An extraordinary aspect of Tsoknyi Rinpoche’s life and work is the spiritual and material support he provides for a large number of nuns in Tibet and in Nepal. Hundreds of nuns study and practice in his hermitages in Nepal, and in the Nangchen region of East Tibet around 2,000 nuns and 900 monks are under his care.

He carries on a legacy started by Tsoknyi Rinpoche I in the mid-1800s, which was to create a vibrant system of practice centers and hermitages with extremely rigorous standards of practice that would allow thousands of women to strive for the fruit of Tibetan Buddhist practices: great love and compassion and profound freedom. This system was renowned in Tibet for the commitment and deep realization of its practitioners, with many great masters attesting to their excellence. The nuns live hard and simple lives, mirroring ancient Buddhist sages like Milarepa, and yet have a palpable, infectious inner joy and radiance.
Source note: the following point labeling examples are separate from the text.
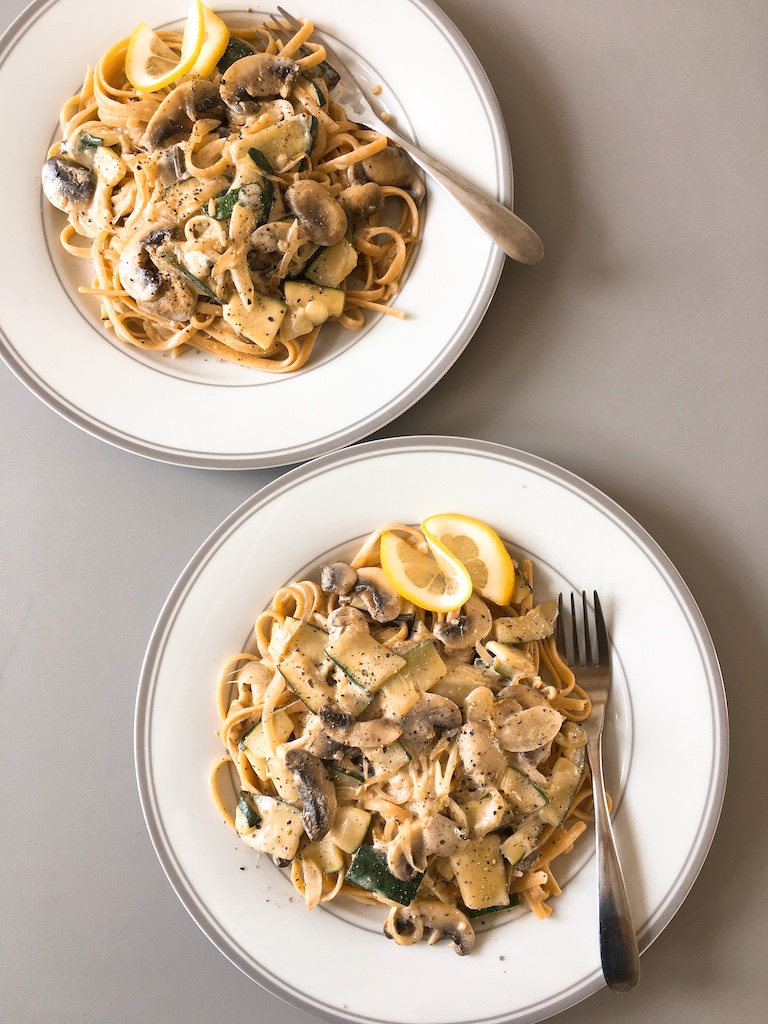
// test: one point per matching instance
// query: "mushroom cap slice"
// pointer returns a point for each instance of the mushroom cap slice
(377, 595)
(529, 729)
(68, 186)
(316, 791)
(251, 79)
(366, 735)
(390, 166)
(181, 108)
(337, 578)
(321, 217)
(470, 627)
(408, 925)
(151, 280)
There is no Buddha elsewhere; look at your own face.There is nothing else to search for; rest in your own place.Non-meditation is spontaneous perfection,so capture the royal seat.                                                                                                                             ~   Tsoknyi Rinpoche I

After the revolutionary changes in the 1960s and 70s in China and Tibet (resulting in the loss of all of the existing monasteries), a few of the older nuns maintained their practices in caves and endured great hardship surviving in the high mountains in the Nangchen region. Through their immense love and care for the tradition, once conditions were ripe, they began to rebuild the practice centers and hermitages from scratch and teaching a new generation of nuns.

Hearing that their lineage master was again active and teaching, a small group of these nuns walked all the way from Nangchen to Nepal seeking out Tsoknyi Rinpoche. The living presence of a master is considered a great blessing, as the master embodies the warmth and integrity of the teachings and imparts the transmissions of the lineage.